The DOE awarded the first amounts of HALEU to five companies earlier this year, three of which will see deliveries in 2025. This second round will go to three companies and educational institutions for research purposes. The DOE distributes the material through the HALEU Availability Program, launched in 2020 to secure domestic supply for research, development and eventual commercial use.

The three entities receiving HALEU include:

  • Antares Nuclear Inc., which is developing an advanced microreactor targeting a criticality date of July 4, 2026, as part of the DOE Reactor Pilot Program.
  • Standard Nuclear Inc., which is establishing TRISO fuel lines to support the Reactor Pilot Program and other similar reactors.
  • Abilene Christian University/Natura Resources LLC, which is currently building a newly designed molten research reactor currently in Texas.

The Abilene Christian University (ACU) and Natura collaboration is unique, representing the nation’s first advanced reactor research facility outside of a national laboratory.

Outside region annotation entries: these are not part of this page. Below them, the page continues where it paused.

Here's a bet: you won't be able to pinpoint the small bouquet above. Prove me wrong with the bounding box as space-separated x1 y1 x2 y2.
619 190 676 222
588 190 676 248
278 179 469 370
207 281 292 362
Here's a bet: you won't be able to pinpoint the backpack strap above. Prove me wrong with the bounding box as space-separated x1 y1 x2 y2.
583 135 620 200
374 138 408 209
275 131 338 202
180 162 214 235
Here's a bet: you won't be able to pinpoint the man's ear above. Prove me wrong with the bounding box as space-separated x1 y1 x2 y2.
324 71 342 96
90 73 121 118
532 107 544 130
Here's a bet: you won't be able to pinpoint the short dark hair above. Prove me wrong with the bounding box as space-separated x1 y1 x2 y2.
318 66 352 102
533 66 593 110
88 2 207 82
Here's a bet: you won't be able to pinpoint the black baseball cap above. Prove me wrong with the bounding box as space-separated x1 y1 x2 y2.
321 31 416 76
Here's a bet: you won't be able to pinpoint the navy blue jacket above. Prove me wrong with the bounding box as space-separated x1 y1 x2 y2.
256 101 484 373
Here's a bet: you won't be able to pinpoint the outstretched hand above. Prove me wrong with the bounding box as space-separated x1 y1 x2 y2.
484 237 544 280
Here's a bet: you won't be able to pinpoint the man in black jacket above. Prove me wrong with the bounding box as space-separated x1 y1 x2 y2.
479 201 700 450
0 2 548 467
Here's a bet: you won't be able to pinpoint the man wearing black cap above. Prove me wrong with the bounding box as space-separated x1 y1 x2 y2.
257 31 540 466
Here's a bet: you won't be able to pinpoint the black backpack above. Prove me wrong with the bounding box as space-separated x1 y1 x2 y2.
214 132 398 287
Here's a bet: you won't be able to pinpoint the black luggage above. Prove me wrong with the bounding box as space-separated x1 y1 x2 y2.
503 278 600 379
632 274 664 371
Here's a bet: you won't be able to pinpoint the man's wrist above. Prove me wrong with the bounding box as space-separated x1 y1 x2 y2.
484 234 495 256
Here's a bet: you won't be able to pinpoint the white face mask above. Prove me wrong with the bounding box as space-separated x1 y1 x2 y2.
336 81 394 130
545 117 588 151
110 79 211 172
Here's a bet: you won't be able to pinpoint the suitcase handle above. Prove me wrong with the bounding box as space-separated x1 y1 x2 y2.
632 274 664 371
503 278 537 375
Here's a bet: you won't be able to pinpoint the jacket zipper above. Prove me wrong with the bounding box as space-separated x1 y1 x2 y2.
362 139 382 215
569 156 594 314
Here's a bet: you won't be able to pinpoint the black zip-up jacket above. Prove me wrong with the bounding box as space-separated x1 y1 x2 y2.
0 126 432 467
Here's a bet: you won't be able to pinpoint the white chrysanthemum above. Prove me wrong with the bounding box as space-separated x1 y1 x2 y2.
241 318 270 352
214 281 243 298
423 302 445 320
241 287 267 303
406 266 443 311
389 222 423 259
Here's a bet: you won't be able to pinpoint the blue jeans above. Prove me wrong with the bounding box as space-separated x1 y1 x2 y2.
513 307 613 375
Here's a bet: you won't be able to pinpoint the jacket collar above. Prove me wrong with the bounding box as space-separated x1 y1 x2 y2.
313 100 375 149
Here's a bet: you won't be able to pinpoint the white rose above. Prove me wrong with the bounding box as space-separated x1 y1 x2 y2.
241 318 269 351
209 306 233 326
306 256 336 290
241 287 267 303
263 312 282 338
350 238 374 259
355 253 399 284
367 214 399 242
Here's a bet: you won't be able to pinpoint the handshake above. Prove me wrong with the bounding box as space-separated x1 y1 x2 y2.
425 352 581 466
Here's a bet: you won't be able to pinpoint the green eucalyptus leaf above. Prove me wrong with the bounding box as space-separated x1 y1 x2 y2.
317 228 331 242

The project stems from a research alliance formed in 2020 when Natura Resources LLC selected ACU to lead a $30.5 million effort involving four universities.

The Natura Resources Research Alliance includes ACU, Georgia Institute of Technology, Texas A&M University and the University of Texas at Austin. ACU received $21.5 million of the total funding, with the remainder distributed among the three other partner institutions. The alliance represents the largest sponsored research agreement in ACU’s history.

The Nuclear Regulatory Commission issued a construction permit to ACU in September 2024, marking the first liquid salt fueled reactor licensed by the NRC in American history and the first U.S. university research reactor approved in more than 30 years. The permit followed comprehensive environmental and safety reviews, with the environmental assessment finding no significant impact and the safety review confirming the reactor design meets federal regulations.

ACU’s reactor, dubbed the Natura MSR-1, represents a departure from traditional nuclear reactor design. Instead of using solid fuel rods, the 1-megawatt research reactor dissolves its nuclear fuel directly into a molten salt mixture.

This liquid fuel approach uses HALEU mixed with molten FLiBe salt (a combination of lithium fluoride and beryllium fluoride) that flows through the reactor system, carrying both the fuel and heat away from the reaction to be converted into energy. The reactor is being built at ACU’s Dillard Science and Engineering Research Center, a facility completed in August 2023 specifically to house advanced reactor research.

The building features a 6,000-square-foot research bay with specialized infrastructure including a deep shielded trench, a 40-ton crane for heavy equipment, specialized ventilation systems and enhanced electrical power capacity.

ACU and Natura Resources plan to submit their operating license application to the NRC in 2025, with reactor operations potentially beginning by late 2026. The current construction permit allows the team to build reactor infrastructure while preparing the operating license application.

The research reactor will eventually provide operational data critical for scaling molten salt technology to commercial applications. Natura Resources has outlined plans for 100-megawatt commercial systems, with the ACU demonstration serving as a stepping stone to larger deployments.